Strawberry, voltigeur, a été sélectionné huit fois au Match des étoiles, dont sept fois avec les Mets entre 1983 et 1990. En 17 saisons, il a frappé 335 circuits, totalisé 1 000 points produits et volé 221 buts.
Aux prises avec des problèmes juridiques, de santé et personnels, Strawberry a été inculpé de fraude fiscale et a finalement plaidé coupable en 1995 d’un seul chef d’accusation. Il lui était reproché de ne pas avoir déclaré 350 000 $ de revenus provenant d’autographes, d’apparitions publiques et de la vente d’objets souvenirs.
Strawberry a accepté de verser plus de 430 000 $ dans le cadre de cette affaire. On lui a diagnostiqué un cancer du côlon et il a subi une intervention chirurgicale et une chimiothérapie en 1998.
L’année suivante, Strawberry a été condamné à une peine de probation et suspendu après avoir plaidé non coupable des accusations de possession de cocaïne et de racolage. Il a finalement témoigné devant le tribunal de sa lutte contre la dépression et a été accusé d’avoir violé sa probation à plusieurs reprises, notamment le jour de son quarantième anniversaire en 2002.
Strawberry a finalement purgé 11 mois de prison en Floride et a été libéré en 2003.
Un responsable de la Maison-Blanche a déclaré vendredi que Trump avait accordé une grâce à Strawberry, qui avait purgé sa peine et payé ses impôts en retard. S’exprimant sous couvert d’anonymat pour détailler une grâce qui n’avait pas encore été officiellement annoncée, ce responsable a indiqué que Strawberry s’était converti au christianisme et était sobre depuis plus de dix ans, qu’il s’était engagé dans le ministère et avait fondé un centre de désintoxication toujours en activité.
Strawberry a publié sur Instagram une photo de lui et de Trump, accompagnée du message suivant : « Merci, Monsieur le Président @realdonaldtrump, pour ma grâce totale et pour avoir mis un terme à cette étape de ma vie, me permettant d’être enfin libre et débarrassé de tout mon passé. »
Il a raconté qu’il était chez lui jeudi après-midi, s’occupant de sa femme qui se remettait d’une opération, « quand mon téléphone n’arrêtait pas de sonner ».
« À moitié endormi, j’ai jeté un coup d’œil et j’ai vu un appel de Washington.
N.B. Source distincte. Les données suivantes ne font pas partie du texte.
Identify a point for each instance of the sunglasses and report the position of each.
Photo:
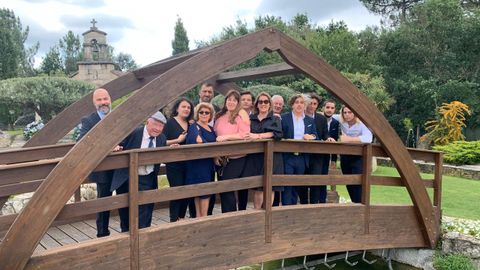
(266, 101)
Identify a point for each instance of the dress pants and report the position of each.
(318, 194)
(353, 165)
(176, 177)
(233, 169)
(145, 182)
(276, 198)
(103, 190)
(294, 164)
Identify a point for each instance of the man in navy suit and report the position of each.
(103, 179)
(296, 125)
(148, 136)
(333, 131)
(318, 194)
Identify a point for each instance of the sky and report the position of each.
(145, 29)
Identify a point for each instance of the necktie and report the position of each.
(150, 144)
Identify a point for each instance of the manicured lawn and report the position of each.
(460, 196)
(14, 132)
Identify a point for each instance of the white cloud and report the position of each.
(144, 28)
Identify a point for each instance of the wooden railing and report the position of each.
(28, 167)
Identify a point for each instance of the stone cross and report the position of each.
(93, 23)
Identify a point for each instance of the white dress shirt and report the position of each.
(146, 169)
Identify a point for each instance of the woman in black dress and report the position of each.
(263, 125)
(176, 132)
(201, 170)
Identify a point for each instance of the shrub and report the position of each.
(452, 262)
(461, 152)
(31, 129)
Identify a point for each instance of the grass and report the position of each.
(14, 132)
(459, 195)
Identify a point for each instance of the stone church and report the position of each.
(97, 66)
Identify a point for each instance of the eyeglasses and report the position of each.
(265, 101)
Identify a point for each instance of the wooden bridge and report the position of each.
(55, 173)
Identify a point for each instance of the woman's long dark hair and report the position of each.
(224, 109)
(177, 104)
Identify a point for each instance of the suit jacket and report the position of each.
(322, 127)
(287, 127)
(333, 130)
(88, 122)
(134, 141)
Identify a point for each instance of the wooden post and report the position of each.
(133, 211)
(267, 189)
(437, 182)
(78, 195)
(366, 176)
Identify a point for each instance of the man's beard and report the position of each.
(104, 108)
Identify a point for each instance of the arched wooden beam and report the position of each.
(332, 80)
(27, 230)
(65, 121)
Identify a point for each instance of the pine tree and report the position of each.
(180, 41)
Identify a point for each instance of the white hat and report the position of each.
(159, 117)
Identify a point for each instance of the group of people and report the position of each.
(242, 117)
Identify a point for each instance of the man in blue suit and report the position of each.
(333, 131)
(148, 136)
(318, 194)
(296, 125)
(103, 179)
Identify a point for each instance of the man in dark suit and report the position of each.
(333, 131)
(148, 136)
(296, 125)
(103, 179)
(318, 194)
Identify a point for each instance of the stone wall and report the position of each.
(454, 242)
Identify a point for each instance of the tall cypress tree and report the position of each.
(180, 41)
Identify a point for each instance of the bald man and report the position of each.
(103, 179)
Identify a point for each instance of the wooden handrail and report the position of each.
(27, 176)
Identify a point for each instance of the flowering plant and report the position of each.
(32, 128)
(76, 132)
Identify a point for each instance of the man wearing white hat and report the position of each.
(148, 136)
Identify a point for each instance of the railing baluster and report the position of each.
(437, 182)
(366, 177)
(78, 195)
(267, 189)
(133, 211)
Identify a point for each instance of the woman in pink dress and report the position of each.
(231, 123)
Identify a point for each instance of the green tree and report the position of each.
(52, 62)
(125, 62)
(70, 49)
(15, 59)
(180, 41)
(433, 57)
(46, 95)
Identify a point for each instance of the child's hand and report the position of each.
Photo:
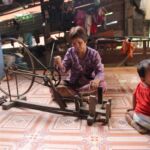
(94, 84)
(131, 109)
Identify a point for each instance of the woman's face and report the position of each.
(147, 77)
(79, 44)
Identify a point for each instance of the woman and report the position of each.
(84, 63)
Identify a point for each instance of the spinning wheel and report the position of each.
(19, 71)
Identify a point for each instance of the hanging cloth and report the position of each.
(145, 6)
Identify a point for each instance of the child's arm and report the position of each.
(133, 103)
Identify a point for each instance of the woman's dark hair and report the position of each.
(142, 67)
(78, 32)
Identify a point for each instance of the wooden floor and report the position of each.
(25, 129)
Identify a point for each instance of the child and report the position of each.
(139, 116)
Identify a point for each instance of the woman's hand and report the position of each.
(94, 84)
(57, 61)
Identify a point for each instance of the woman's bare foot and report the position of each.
(129, 119)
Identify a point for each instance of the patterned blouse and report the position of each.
(83, 70)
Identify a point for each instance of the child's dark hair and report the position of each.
(78, 32)
(142, 67)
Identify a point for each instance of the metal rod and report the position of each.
(16, 79)
(50, 61)
(8, 85)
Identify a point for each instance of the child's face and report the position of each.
(147, 77)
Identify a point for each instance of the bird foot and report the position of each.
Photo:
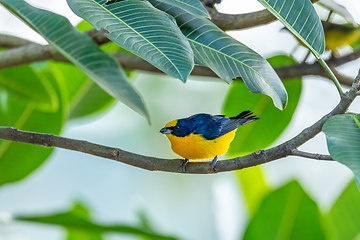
(213, 164)
(185, 162)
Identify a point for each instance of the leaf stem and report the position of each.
(330, 73)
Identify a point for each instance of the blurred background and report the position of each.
(188, 206)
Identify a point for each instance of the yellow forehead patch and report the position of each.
(171, 123)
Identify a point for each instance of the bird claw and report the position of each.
(185, 162)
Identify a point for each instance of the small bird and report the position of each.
(204, 136)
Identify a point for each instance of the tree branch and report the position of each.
(296, 152)
(9, 41)
(285, 149)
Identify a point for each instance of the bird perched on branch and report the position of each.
(204, 136)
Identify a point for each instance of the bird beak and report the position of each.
(165, 131)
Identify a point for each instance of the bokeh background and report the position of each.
(189, 206)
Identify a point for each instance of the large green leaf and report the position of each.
(343, 140)
(342, 221)
(17, 160)
(81, 51)
(22, 82)
(300, 17)
(75, 220)
(286, 213)
(227, 57)
(194, 7)
(260, 134)
(143, 30)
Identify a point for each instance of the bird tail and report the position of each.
(245, 117)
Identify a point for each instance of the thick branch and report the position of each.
(285, 149)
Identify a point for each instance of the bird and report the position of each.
(204, 136)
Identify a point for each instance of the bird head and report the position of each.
(179, 128)
(169, 127)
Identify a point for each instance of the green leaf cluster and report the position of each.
(41, 98)
(79, 225)
(289, 212)
(343, 141)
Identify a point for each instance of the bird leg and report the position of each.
(185, 162)
(213, 164)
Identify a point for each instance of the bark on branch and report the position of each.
(283, 150)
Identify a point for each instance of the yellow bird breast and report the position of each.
(196, 147)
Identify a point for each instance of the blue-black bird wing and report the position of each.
(230, 124)
(214, 126)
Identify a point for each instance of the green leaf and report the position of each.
(343, 141)
(286, 213)
(18, 160)
(73, 234)
(260, 134)
(191, 6)
(342, 221)
(143, 30)
(23, 83)
(300, 18)
(75, 221)
(227, 57)
(83, 96)
(253, 187)
(81, 51)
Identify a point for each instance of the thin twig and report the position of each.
(299, 153)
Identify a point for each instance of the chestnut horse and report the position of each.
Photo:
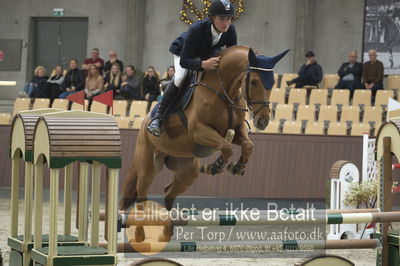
(218, 104)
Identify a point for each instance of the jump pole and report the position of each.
(102, 214)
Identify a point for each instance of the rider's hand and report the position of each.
(210, 64)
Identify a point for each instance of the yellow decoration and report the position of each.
(188, 8)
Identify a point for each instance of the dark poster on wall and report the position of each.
(382, 32)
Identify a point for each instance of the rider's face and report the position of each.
(222, 24)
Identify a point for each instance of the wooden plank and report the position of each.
(83, 137)
(85, 142)
(85, 148)
(88, 123)
(80, 132)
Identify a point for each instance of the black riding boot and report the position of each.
(155, 125)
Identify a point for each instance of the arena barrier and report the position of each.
(60, 139)
(382, 216)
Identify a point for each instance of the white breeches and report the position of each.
(180, 72)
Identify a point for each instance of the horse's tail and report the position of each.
(129, 192)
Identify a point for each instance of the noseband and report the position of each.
(250, 102)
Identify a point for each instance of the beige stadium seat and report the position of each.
(21, 104)
(382, 97)
(273, 127)
(292, 127)
(372, 114)
(120, 108)
(330, 81)
(362, 97)
(41, 103)
(337, 129)
(137, 123)
(138, 109)
(340, 97)
(284, 111)
(315, 128)
(123, 122)
(328, 112)
(350, 113)
(319, 96)
(277, 96)
(306, 112)
(287, 77)
(297, 96)
(60, 104)
(5, 118)
(393, 82)
(98, 108)
(360, 129)
(76, 106)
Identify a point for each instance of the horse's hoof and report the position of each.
(139, 234)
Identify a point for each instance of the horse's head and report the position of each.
(258, 84)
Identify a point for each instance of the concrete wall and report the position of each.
(141, 30)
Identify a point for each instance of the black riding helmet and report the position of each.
(223, 8)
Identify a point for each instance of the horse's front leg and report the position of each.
(207, 136)
(242, 139)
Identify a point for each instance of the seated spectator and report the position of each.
(170, 75)
(130, 88)
(93, 60)
(113, 59)
(373, 74)
(151, 89)
(74, 80)
(310, 74)
(113, 80)
(94, 83)
(350, 74)
(54, 84)
(37, 86)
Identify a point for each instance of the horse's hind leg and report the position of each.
(186, 172)
(137, 183)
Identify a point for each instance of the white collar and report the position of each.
(215, 35)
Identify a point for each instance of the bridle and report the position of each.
(250, 102)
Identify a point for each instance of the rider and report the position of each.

Curieux, j’ai répondu et, à ma grande surprise, la femme au bout du fil m’a dit : “Darryl Strawberry, vous avez un appel du président des États-Unis, Donald Trump” », a écrit Strawberry. « J’ai mis le haut-parleur, ma femme à mes côtés, et le président Trump a évoqué avec émotion mes années de joueur de baseball à New York, me qualifiant de l’un des plus grands joueurs des années 80 et rendant hommage aux Mets. Puis, il m’a annoncé qu’il me pardonnait totalement mon passé. »
Le président dispose de larges pouvoirs constitutionnels pour accorder des grâces, lesquelles n’effacent pas le casier judiciaire, mais peuvent être perçues comme des actes de justice ou de clémence, souvent dans des cas contribuant à l’intérêt général.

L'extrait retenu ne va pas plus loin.